How Has This Changed – How Will It Utterly Crumble?

I found this video via KnackeredHack and fell in love it with instantly. About a minute into it I noticed they were talking about the structure of the newsrooms of old. I wondered – how much of that workflow has changed and how much will be utterly unrecognizable in another five years.

Then at around eight minutes into the video they talked about the “country editor.” Maybe I’m reading into it too much – but if you gave the country editor some new tools, he’d be a blogger.

3 thoughts on “How Has This Changed – How Will It Utterly Crumble?”

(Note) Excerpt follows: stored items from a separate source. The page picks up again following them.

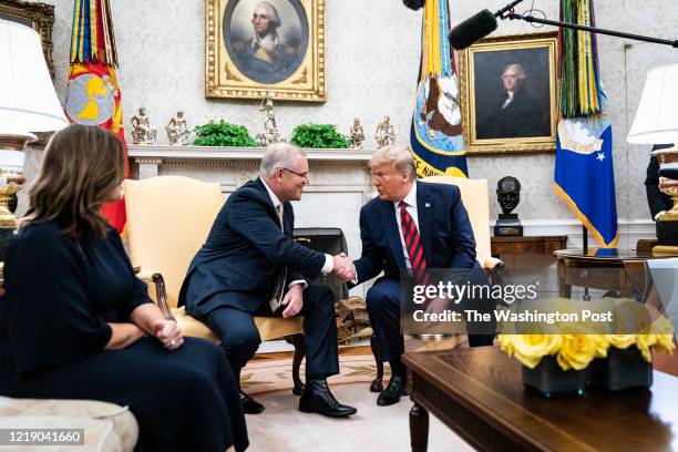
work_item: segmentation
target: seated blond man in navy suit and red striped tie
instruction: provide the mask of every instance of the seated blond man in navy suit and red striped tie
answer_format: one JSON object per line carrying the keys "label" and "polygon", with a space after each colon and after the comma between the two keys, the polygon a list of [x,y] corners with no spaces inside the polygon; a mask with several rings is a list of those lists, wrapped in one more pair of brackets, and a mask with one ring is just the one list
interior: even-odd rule
{"label": "seated blond man in navy suit and red striped tie", "polygon": [[[377,403],[390,405],[405,394],[405,368],[400,360],[404,351],[400,333],[401,270],[410,269],[418,278],[428,277],[427,269],[433,268],[477,269],[469,273],[476,278],[473,282],[485,285],[486,279],[480,276],[482,280],[477,280],[482,270],[458,187],[417,182],[414,158],[408,147],[380,148],[370,161],[370,170],[379,196],[360,210],[362,256],[353,263],[355,274],[340,271],[339,276],[360,284],[383,271],[368,291],[367,309],[380,356],[389,361],[392,373]],[[432,300],[432,305],[440,301]],[[490,307],[489,300],[471,301],[479,310]],[[492,345],[492,340],[491,335],[469,336],[471,346]]]}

  1. There is some baby among this bathwater. The skill of writing well — that is to say, understanding and targeting the level and attention span of the reader — will always separate the winners from the almost-winners. In the old days, though, the almost-winners became cobblers or lamplighters. The charming bathwater of this message (talk about your almost-winning writing, what a metaphor!) is that air of privilege, almost smugness, as if to say, “Don’t try this at home, kids.” As you say, the country editor’s job is made to look extra daunting. He does everything! He must never sleep. He must not have any employees, apparently. No, it’s much better to be a big paper, and have all that division of labor. Particularly quaint is that the great-granddad of the blog was a 15-pound slab of lead “syndicated” by a guy with a welding mask!

  2. Rick, good writing is not going to disappear. It may even be flourishing. The economics of print may just mean that it is dispersed more, and so we experience that as a decline because of the problems newspapers face. Journalism is re-skilling at the moment and it is hard to say just what resources will benefit from corporate aggregation in the future. Those decisions will be taken by the most skilled (and sometimes lucky) “country editors” who understand both the technological and entrepreneurial opportunities, or hit a rich seam unexpectedly and have the free cashflow to do what they like.

  3. Oh, man. “Women find it hard to compete with men in the newsroom…” so they perpetuate that sentiment by taking up beats such as gardening, food and society. !! Thank goodness for equality in the workplace! 🙂 It’s almost funny now. When was this film made, I wonder? 1930s, 40s?
    Apart from that, very interesting insights on old-school journalism.